Best regards, Ilya Maximets.
William Tu Oct. 28, 2019, 11:32 p.m. UTC | #3
On Mon, Oct 28, 2019 at 12:11 PM Ilya Maximets <i.maximets@ovn.org> wrote:
>
> On 28.10.2019 11:46, Eelco Chaudron wrote:
> >
> >
> > On 23 Oct 2019, at 23:06, William Tu wrote:
> >
> >> The patch adds support for using need_wakeup flag in AF_XDP rings.
> >> A new option, use_need_wakeup, is added.  When this option is used,
> >> it means that OVS has to explicitly wake up the kernel RX, using poll()
> >> syscall and wake up TX, using sendto() syscall. This feature improves
> >> the performance by avoiding unnecessary sendto syscalls for TX.
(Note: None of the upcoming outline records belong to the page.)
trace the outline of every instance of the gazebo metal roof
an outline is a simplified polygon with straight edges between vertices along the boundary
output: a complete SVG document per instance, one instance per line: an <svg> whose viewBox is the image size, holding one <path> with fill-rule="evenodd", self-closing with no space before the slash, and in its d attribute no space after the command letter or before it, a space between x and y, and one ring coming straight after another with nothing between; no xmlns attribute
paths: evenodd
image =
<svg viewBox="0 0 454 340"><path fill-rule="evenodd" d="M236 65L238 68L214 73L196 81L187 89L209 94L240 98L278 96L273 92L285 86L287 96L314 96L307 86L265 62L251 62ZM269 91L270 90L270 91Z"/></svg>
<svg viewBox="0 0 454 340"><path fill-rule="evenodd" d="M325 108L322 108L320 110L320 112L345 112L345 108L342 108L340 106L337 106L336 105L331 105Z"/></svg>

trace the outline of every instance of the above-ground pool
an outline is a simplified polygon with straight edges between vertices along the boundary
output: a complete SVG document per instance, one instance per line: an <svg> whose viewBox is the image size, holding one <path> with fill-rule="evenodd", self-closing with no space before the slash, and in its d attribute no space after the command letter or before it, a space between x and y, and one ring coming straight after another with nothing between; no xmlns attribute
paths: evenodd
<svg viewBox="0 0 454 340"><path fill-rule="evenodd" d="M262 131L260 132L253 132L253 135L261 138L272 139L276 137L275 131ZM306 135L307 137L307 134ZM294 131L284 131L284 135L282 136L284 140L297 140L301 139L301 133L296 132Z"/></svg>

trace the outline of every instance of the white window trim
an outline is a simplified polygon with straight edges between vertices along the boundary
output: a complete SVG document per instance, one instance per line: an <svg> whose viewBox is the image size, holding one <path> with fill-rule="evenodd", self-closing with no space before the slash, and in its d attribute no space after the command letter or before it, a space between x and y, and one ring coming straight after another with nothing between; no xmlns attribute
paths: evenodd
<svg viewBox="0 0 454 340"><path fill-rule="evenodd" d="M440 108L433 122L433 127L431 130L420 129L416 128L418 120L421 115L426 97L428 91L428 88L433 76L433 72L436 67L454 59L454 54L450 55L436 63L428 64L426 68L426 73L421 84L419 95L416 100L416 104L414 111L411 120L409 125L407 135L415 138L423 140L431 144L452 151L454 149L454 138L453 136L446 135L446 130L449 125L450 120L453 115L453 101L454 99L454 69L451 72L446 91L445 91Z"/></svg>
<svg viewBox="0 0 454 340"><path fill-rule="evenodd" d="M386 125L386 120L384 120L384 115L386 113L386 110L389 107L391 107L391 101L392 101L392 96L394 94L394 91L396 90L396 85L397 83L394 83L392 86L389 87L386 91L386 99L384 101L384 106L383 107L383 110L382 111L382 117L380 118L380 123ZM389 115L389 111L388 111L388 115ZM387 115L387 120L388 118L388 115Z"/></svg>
> >> For RX, instead of kernel always busy-spinning on fille queue, OVS wakes
> >> up the kernel RX processing when fill queue is replenished.
> >>
> >> The need_wakeup feature is merged into Linux kernel bpf-next tee with commit
> >> 77cd0d7b3f25 ("xsk: add support for need_wakeup flag in AF_XDP rings") and
> >> OVS enables it by default, if libbpf supports it.  If users enable it but
> >> runs in an older version of libbpf, then the need_wakeup feature has no effect,
> >> and a warning message is logged.
> >>
> >> For virtual interface, it's better set use_need_wakeup=false, since
> >> the virtual device's AF_XDP xmit is synchronous: the sendto syscall
> >> enters kernel and process the TX packet on tx queue directly.
> >>
> >> On Intel Xeon E5-2620 v3 2.4GHz system, performance of physical port
> >> to physical port improves from 6.1Mpps to 7.3Mpps.
> >>
> >> Suggested-by: Ilya Maximets <i.maximets@ovn.org>
> >> Signed-off-by: William Tu <u9012063@gmail.com>
> >
> > Reviewed based on diff from previous version, also did quick compile test with and without need_wakeup supported kernel.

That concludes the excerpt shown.